Miles spoke during the Great Lakes Fruit, Vegetable and Farm Market EXPO in December. He discussed evolving management strategies for blueberry fruit rots, especially anthracnose, the top disease problem for Michigan blueberry growers.
Anthracnose fruit rot can harm yield, shelf life and fruit quality, and it can lead to unacceptable microbial levels in the field. Infections happen early, around bloom, and the pathogen reproduces quickly. Infected fruit fall off the bush, putting a massive amount of inoculum in the field. A single infected berry can contain 10 billion spores, he said.
Anthracnose control accounts for nearly half of the fungicides used in Michigan blueberries. The backbone of most spray programs includes Fungicide Resistance Action Committee (FRAC) groups 11, 9 and 12. Anthracnose has developed resistance to FRAC 11 fungicides, but not yet to other modes of action. Miles recommended a few strategies to manage fungicide resistance, including applying half rates, rotating FRAC groups, targeting sprays around bloom and using dormant sprays.

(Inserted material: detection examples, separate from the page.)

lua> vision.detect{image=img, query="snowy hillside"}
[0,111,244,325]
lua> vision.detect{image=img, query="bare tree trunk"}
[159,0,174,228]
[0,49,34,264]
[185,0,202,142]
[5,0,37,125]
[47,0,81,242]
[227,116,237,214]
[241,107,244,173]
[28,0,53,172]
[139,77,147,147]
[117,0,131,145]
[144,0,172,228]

As for biological products, he said quite a few have proven to be effective in spray programs with other effective products, including Stargus (Bacillus amyloliquefaciens), Howler (Pseudomonas chlororaphis) and LifeGard (Bacillus mycoides isolate J).
Cultural practices help, too. These include pruning, improved weed control, adjusting overhead irrigation timing to minimize wetness and using drip irrigation. When the berries are ripe, pick them quickly, keep the fruit cool and don’t harvest when it is raining. Cultural practices mostly come down to keeping the plants as dry as possible, Miles said.
More long-term practices include wider plant spacing and planting resistant varieties. But even resistant cultivars, such as Elliott, can develop shoot infections. If resistant cultivars are planted close to susceptible cultivars, both should be protected with fungicides and pruned regularly, he said.
Miles also discussed alternaria fruit rot, considered to be more of a storage or spoilage disease. In postharvest situations, infections often occur on the stem scar, or calyx end, and quickly spread over the entire berry. To manage Alternaria, harvest quickly, keep fruit cool, don’t harvest when it is raining or when the fruit is wet, and use a preventive spray program, he said.
Effective fungicides for Alternaria include FRAC groups 7, 9, 11 and 12, Miles said.